Wow, this is my second passion and what I do professionally on weekends when I'm not mounting birds.
I find it really helps me to cature the true behavior in my mounted birds when I study the photographs I've taken of live birds.

Here are a few samples of my photography work.
I really enjoy taking photos of all of natures wonders...not just birds.


----------



## Burly1 (Sep 20, 2003)

Outstanding photo's birdman! All really well done. The one of the jay is my favorite. The detail on the butterfly and thistle is incredible. I'm guessing these are digital images. Yes? Burl


----------



## BirdmanStudios (Mar 17, 2006)

Burly1 said:


> Outstanding photo's birdman! All really well done. The one of the jay is my favorite. The detail on the butterfly and thistle is incredible. I'm guessing these are digital images. Yes? Burl


Yes, all digital. Thanks!


----------



## nodakoutdoors.com (Feb 27, 2002)

Did you take those pics around Trinidad or did you travel???


----------



## BirdmanStudios (Mar 17, 2006)

Chris Hustad said:


> Did you take those pics around Trinidad or did you travel???

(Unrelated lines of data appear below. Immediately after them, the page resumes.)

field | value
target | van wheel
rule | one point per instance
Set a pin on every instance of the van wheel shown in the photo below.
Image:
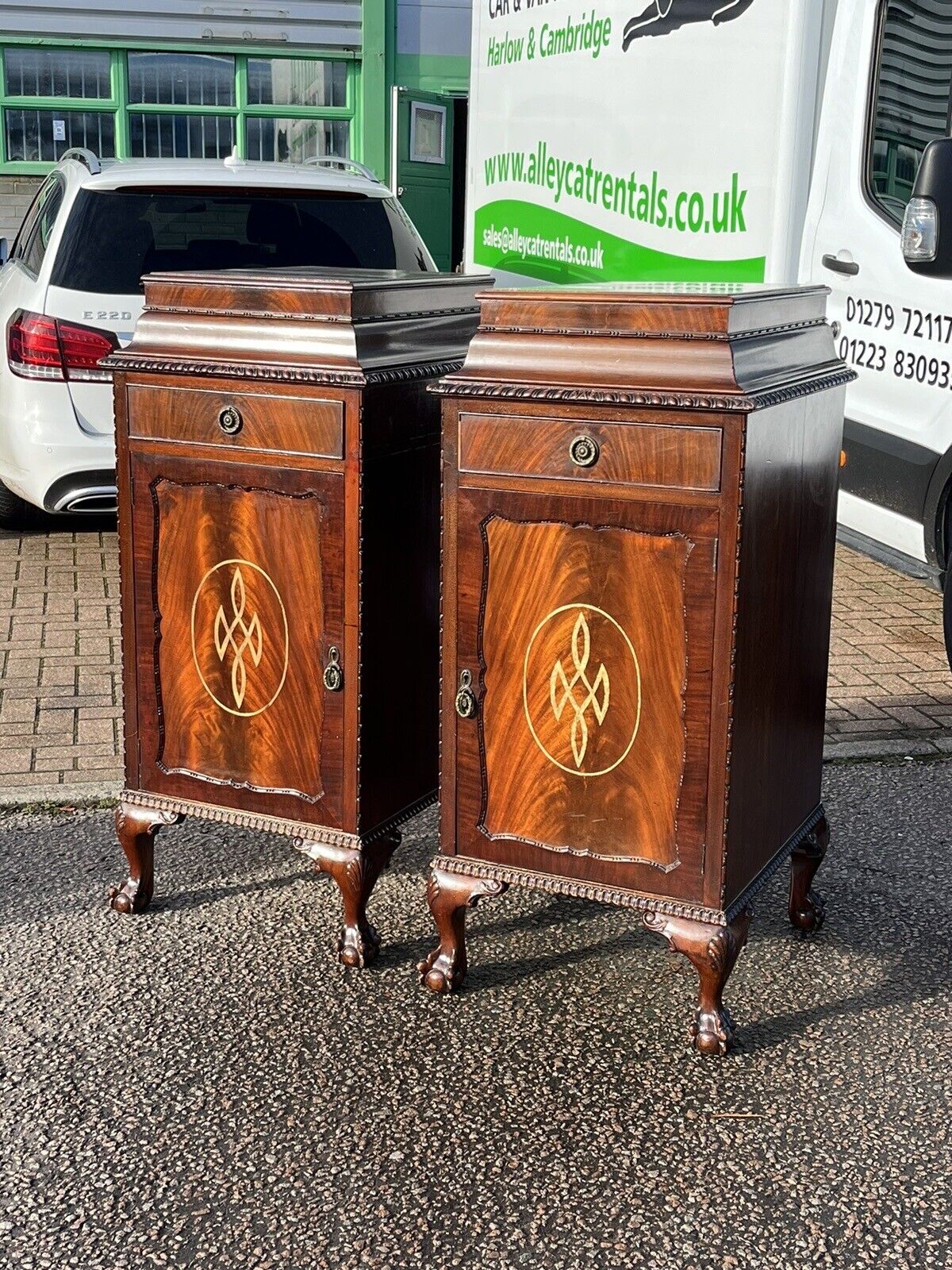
(13, 510)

Yes, all within a few miles from my home.


----------



## Migra (Sep 19, 2006)

Stunning photography. The detail on that Jay is amazing. What kind of camera do you use? Just bought the wife a Nikon D50. It's really easy to use. Even I can figure it out (most of the time). I have a few lenses for it but I mostly use the 55-200mm lens. I was wondering, do they make a 2X or 3X converter that would work on it without screwing up the auto focus? We're new to this digital game and would appreciate some advice from a pro before we spend money on something that won't work.


----------



## the Bender (Mar 31, 2005)

Nikon & Canon have the largest lens support system, if you want to upgrade from 200mm you should just watch ebay for a used 100-400 or similar. That way you'll get all the features of that lens without conversion. You should be able to find a good price. Sorry that really doesn't answer your question directly, but that's what I would do. You'd be surprised what you might find on there...

I'm no Professional, but I got more Curls on my Mallard than Birdman... 










By the way Birdman, those shots are outstanding. Very impressive. Post a few more when you get a chance, will ya?


----------



## Migra (Sep 19, 2006)

Thanks, I''l check it out and do a little research.


----------